Ask an Expert: “How do I deal with mismatched libidos in a relationship?”

Louise Bourchier is a sex educator who teaches sexual health, sexual pleasure, and relationship communication skills both through workshops and online. Sexpression was lucky enough to host her as a panelist us in our 2020 event “Ask a Sexpert.” She has a Masters of Public Health, and is currently doing her PhD looking at the sexual health needs of older people.

My partner is so much less interested in sex than me and I find it really hard not to take it personally. How do you deal with mismatched libidos in a relationship?

Thank you for your question. You’ve brought up an issue that affects a lot of people and
relationships. Mismatched sexual desire is one of the most common sexual problems faced by couples. Sometimes the situation is temporary, perhaps due to changes in health, work, or life circumstances, and for others the mismatch is an ongoing challenge. In heterosexual relationships there is a common perception that higher libido partner is the male partner and the lower libido partner the female partner, but this is not necessarily true, and of course same sex couples and those with non-normative gender are not included in these stereotypes. The reality is more complex and every relationship dynamic is different.

First, it is important to remember that there is no such thing as “normal” sexual frequency or a normal level of sexual desire. Some people want sex daily (more than once if possible!), while others are satisfied with once a week, once a month, or may never desire sex (people who rarely or never want sex may identify as demi-sexual or asexual). When partners have mismatched libidos it is important not to get into an argument of how much sex it is “normal” to have. If the relationship and your sexual connection is important to you, you will need to work out a balance that works for both of you. Strong communication skills, honesty, mutual respect and empathy are essential, as well as a genuine desire to make the relationship work.

In your question you say that it is hard not to take it personally. Indeed, it is common for the higher libido partner to feel rejected and not desired, and this can take a toll on self-esteem. Additionally, with desire discordant couples, non-sexual intimacy like hugging can become a casualty as well, because the lower desire partner may be reluctant to touch or kiss for fear it might lead to sex. This lack of affection can also leave the higher desire partner feeling rejected or unloved.

There is no quick fix. Be ready to try different things, to communicate and to experiment. Some experiments won’t work, and that’s fine, some will help you learn more and hopefully get you closer to a sexual and intimate life that works for both of you. Here are some suggested starting points:

1) Schedule sex. It may sound un-sexy, but putting a date in your calendar can take the
pressure off. The higher desire partner is assured that sex will happen, even if they
have to wait a bit. The lower desire partner knows they will not be under pressure to
have sex before the scheduled time, which might even allow them to anticipate and
prepare for it.

2) Take the pressure off “the breaks”. In her book “Come As You Are” Dr. Emily
Nagoski explains that sexual desire, like a car, is controlled by both an accelerator
and a break. Lighting a candle, putting on the right sort of music, watching porn, or
wearing sexy lingerie can press the accelerator, but, like a car, if there is too much
pressure on the break then sexual desire won’t happen. The break is pressed by everything else in life that can distract you from sex, like work stress, family
demands, or something as simple as the room being too cold. What this means is
that taking pressure off the break can help the lower desire partner get to a place of
feeling desire. This might involve making sure the bedroom is tidy with no laundry on
the floor, that both of you have showered, that the bedroom door is locked, or that
you have resolved any earlier disagreements.

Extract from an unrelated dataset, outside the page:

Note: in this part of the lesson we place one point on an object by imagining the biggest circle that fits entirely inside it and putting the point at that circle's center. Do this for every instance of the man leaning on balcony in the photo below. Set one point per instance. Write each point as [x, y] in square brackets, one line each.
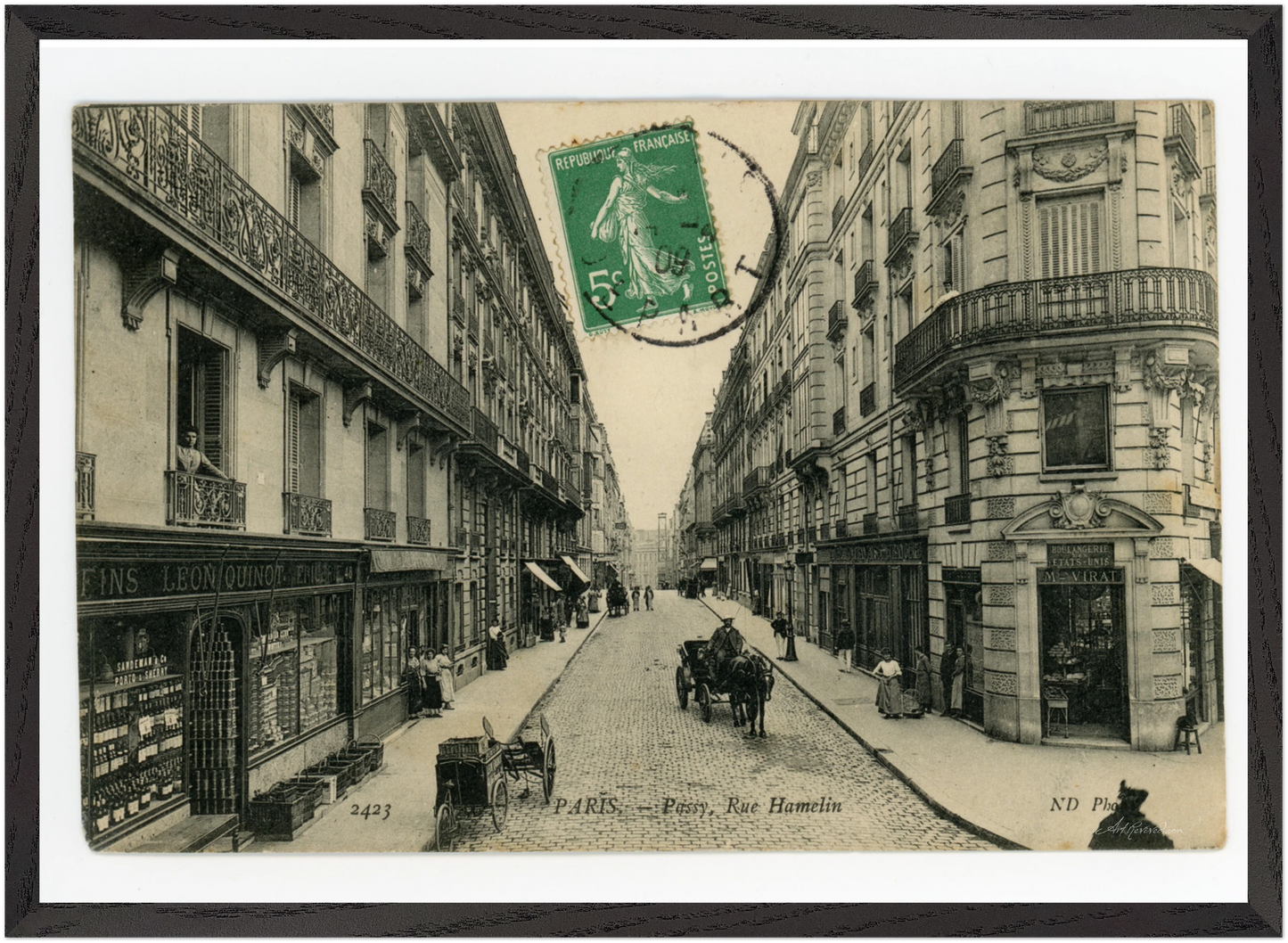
[188, 457]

If the conditions are not right, the
break will remain activated inhibiting desire, so pay attention to creating an
appealing context for sex.

3) Focus on quality. When you do have sex try and make it sex that is worth having.
This is advice given by Canadian sex therapist Peggy Kleinplatz. Turn your phones off,
kiss and caress each other to get into the mood, set aside enough time to get
aroused, to explore each other’s bodies. Put less focus on orgasm, and more focus
on the erotic connection. This is likely to leave both partners feeling better about the
encounter and more positive about next time.

With mismatched libidos being such a common problem, a number of therapists and sex educators have written books on the topic to try and ease the struggles faced by so many couples. I can recommend the following resources:

 Two excellent books by Australian sex therapist Dr. Sandra Pertot “When Your Sex
Drives Don’t Match” and “Perfectly Normal: Living and Loving With Low Libido”.

 As mentioned above, “Come As You Are” by sex educator Dr. Emily Nagoski is a
fantastic book explaining the science behind desire. She also has several TED talks
and other videos that are worth exploring.

 Sex therapist Esther Perel’s “Mating In Captivity” looks specifically at the challenges
of maintaining sexual connection in longterm relationships.

If you feel you need extra support it may be worth seeing a sex therapist. They are highly experienced in helping people navigate these difficulties and can give you tailored advice for your situation. Good luck working through these challenges.


Thank you so much Louise for your wonderfully insightful response!